Every protocol initiated within the institution must have a statistical collaborator. And every protocol undergoes review by the biostatistics department. (In view of the large number of protocols presented at the nearly weekly meetings, the statistical reviewer who presents the protocol is limited to three minutes, with discussion being open-ended.) The department develops a consensus review, and this review is communicated to the institution’s review boards (IRBs). Our IRBs have developed great respect for these reviews, in part because they represent the whole department and not a single reviewer. Not incidentally, these review sessions are wonderful learning experiences for students and young faculty.
From the beginning, and supported by our president, my policy was that 50% of faculty time would be devoted to developing methodology and other purely statistical research. This is consistent with a traditional 50:50 division of teaching and research at major research universities and it made us competitive in hiring top faculty. In practice, the 50% statistical research is synergistic with our collaborative cancer research. For example, a statistician works with a clinician in building a design for an actual trial and then they publish the design in a statistics journal, run the trial, and publish the results in a clinical journal. The statistician is the first author on the former and second author on the latter.
A major consequence of our faculty’s statistical research is that we have established an excellent reputation in our discipline. We publish in top statistics journals, as well as in top medical journals, and we obtain research grants in both quarters. Our clinical colleagues know about our strong statistical reputation and they respect us for it. So do reviewers for clinical grants. It happens that we are best known for developing and applying Bayesian methods in cancer research. Perhaps the only relevance of the Bayesian approach as regards the subject of this article is that clinicians relate to it. It’s the way they think. It provides a bond between us. But it is not a necessary component of a healthy collaborative environment.

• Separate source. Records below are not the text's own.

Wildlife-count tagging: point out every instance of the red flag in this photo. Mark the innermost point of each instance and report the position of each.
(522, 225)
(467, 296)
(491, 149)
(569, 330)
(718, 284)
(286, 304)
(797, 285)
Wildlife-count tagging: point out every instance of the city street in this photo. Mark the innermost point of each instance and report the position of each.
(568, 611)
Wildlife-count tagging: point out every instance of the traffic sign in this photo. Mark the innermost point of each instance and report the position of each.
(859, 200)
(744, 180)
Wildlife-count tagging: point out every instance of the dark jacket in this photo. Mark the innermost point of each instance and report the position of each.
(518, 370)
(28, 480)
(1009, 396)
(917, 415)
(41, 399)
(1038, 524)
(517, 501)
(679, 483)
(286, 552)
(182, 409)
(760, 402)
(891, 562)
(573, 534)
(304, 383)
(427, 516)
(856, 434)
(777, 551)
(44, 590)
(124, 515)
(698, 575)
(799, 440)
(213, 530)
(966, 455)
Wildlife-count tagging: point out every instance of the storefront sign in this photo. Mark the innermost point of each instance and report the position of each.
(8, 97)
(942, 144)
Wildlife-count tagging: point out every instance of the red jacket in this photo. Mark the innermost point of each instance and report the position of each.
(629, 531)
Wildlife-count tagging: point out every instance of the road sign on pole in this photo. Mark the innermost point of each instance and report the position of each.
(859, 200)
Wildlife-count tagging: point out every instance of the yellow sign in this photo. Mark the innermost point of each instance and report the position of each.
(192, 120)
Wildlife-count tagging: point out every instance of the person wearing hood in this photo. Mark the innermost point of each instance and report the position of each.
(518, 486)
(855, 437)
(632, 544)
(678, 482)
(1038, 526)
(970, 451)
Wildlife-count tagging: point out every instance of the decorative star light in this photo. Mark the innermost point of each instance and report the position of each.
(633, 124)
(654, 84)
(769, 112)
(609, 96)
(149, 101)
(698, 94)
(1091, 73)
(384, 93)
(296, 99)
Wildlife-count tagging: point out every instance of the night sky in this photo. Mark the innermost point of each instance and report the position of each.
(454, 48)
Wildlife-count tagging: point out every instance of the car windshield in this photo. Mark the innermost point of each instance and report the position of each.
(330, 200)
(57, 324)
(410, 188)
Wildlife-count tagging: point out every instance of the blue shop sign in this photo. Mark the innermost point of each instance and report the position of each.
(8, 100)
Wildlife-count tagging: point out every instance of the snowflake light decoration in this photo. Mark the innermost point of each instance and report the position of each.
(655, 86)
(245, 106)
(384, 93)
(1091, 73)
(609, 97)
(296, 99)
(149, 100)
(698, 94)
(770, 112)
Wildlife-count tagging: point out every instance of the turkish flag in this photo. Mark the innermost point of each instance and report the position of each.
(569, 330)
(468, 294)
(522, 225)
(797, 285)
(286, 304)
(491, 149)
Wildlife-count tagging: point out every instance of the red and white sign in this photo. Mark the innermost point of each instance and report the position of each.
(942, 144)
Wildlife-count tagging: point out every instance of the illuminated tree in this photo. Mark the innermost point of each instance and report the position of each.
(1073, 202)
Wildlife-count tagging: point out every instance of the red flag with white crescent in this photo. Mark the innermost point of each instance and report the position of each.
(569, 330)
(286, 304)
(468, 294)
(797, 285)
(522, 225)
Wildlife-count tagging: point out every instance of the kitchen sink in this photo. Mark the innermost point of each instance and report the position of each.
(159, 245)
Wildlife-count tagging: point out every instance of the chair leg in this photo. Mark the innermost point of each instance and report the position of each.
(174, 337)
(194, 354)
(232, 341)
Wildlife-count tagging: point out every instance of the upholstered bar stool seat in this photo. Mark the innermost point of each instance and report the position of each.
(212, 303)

As much as I avoid using the word “service,” we do provide services to the institution. Very early on, I established a ‘drop-in’ statistical clinic, analogous to a medical clinic. It is staffed by statistical analysts and is ‘open’ three times per week. Anyone in the institution can bring problems to the clinic. There is no charge. Typical services are doing straightforward analyses and providing advice for incorporating statistical analyses into projects and manuscripts. Some projects turn out to be large, requiring more than an hour or so, and are referred to the statistical faculty member or team leader assigned to the particular client’s department.
MD Anderson provides a great environment for promoting collaborations. Its motto is “making cancer history,” something collaborations between our statisticians, clinicians, and basic scientists are helping to do.
My advice to statisticians who want to establish equal partnerships relates to my opening sentence: Foster mutual respect. Respect yourselves, including by establishing a statistical reputation outside of your institution. Be confident, but keep learning, especially about science and medicine. Seek to achieve scientific and medically important goals. Think outside of your box. Listen more than you talk. Don’t interrupt. If you hear rot, guide your collaborators down a path that helps them see the rot without you having to announce it.